Why is there an Energy mass equivalence principle but not an Energy charge equivalence principle? 
In other words, why do our field theories have a Gauge invariance which allow for charge conservation, but not mass conservation, or why is it that charge has escaped from being a term in the energy mass equivalence? Is it just because we have observed these to be the case and made our field theories around this, or because that's just how the mathematics works out?
 A: You're making some category errors in the question. Energy can't be converted into mass, mass is a form that energy can take. In other words, when energy is "converted" into mass it never stops being energy. It's kind of like if I have a mass on a spring hanging vertically in a gravitational field, and I make it start bouncing. The energy moves back and forth from kinetic energy to the gravitational and spring stretch potential energies, and back. At no point in this process do any of these quantities not qualify as "energy". Mass, likewise, is just another way energy can be stored. If you study quantum field theory, you'll even learn that mass is one of the types of potential energies a field can store.
Charge, on the other hand, is about how a particle couples to a force. That gravity couples to mass is simply an observational fact that didn't, necessarily, have to be the case. When that distinction is being made physicists will refer to gravitational mass versus inertial mass. One of the strongest arguments for general relativity is the observed fact that gravity doesn't just couple to mass, it couples directly to energy/momentum in a way that is consistent with Einstein's equations. See: the gravitational lensing (observed many times by gravity from galaxies, galaxy clusters, microlensing, and even stars near the sun during a solar eclipse), gravitational redshift (observed frequency shift of light directed upward), etc.
Charge, on the other hand, is how various fermion fields, like the electron, up, and down fields, couple to the electro-magnetic field.
Note that total energy is conserved, so that which the gravitational field couples to is just as conserved as electric charge.
A: Both electric and color charge conservation has always been observed, whereas mass energy is observed to be interchangeable with other types of energy. While there are positive & negative electric charges, and color & anticolor charges, there are no negative masses or negative kinetic energies.
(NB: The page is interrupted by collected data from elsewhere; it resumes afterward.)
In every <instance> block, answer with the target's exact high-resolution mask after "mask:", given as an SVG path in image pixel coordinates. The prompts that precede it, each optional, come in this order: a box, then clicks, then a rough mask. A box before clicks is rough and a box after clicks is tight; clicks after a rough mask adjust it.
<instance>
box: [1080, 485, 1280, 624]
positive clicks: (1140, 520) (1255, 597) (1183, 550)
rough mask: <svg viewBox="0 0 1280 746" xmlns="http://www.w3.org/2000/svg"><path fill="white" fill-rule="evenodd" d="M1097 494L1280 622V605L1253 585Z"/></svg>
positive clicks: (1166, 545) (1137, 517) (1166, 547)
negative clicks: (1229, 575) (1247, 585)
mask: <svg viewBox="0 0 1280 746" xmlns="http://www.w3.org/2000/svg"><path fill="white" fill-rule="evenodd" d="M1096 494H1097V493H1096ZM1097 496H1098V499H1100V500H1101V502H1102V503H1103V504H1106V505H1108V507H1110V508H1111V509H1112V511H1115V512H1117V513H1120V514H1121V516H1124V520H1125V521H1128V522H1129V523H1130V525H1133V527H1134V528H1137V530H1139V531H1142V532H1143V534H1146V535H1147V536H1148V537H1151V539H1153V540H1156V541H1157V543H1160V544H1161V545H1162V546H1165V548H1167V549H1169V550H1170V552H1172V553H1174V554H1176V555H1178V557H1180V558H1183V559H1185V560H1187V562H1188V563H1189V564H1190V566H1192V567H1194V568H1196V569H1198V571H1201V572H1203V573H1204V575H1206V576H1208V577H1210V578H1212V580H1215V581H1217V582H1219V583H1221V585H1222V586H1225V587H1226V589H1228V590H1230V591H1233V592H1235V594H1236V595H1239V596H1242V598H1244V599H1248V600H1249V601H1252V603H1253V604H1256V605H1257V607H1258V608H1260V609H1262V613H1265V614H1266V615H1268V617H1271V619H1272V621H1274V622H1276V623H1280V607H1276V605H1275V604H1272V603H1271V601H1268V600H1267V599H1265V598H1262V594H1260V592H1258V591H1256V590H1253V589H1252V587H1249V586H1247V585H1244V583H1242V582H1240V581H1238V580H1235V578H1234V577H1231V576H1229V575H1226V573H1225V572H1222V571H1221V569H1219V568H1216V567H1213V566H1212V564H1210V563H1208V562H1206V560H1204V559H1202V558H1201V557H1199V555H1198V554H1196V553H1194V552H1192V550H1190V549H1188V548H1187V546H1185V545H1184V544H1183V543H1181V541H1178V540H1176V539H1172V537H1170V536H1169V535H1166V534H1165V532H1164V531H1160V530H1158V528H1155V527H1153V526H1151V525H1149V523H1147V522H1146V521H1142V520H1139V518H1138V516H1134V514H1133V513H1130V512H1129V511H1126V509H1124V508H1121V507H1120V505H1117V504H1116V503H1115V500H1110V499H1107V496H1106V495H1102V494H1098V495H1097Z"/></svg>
Physics equations and theories need to reflect these observations.
A: I believe that this question is still valid through logical deductions because of the fact that charge can be converted to energy using the following equations:
$$E = mc^2$$
$$V = \frac{E}{Q}$$
Therefore according to current physical knowledge, the following should be applied:
$V = \frac{mc^2}{Q}$
Where the variables symbolize the following values:


*

*$E$ = Energy

*$V$ = Voltage

*$Q$ = Charge

*$c$ = the relative speed of light


I think of it like this, atoms can be ionized, isotopes can decay and other reactions can occur that make atoms release mass from their containing field. This process reduces the mass of that field and causes the release of the energies binding that mass to the field and remove the charge from the field as the mass carries charge with it (either negative, neutral or positive) when being emitted. Using this knowledge we have learned to harness some of those energies directly with current technologies such as batteries.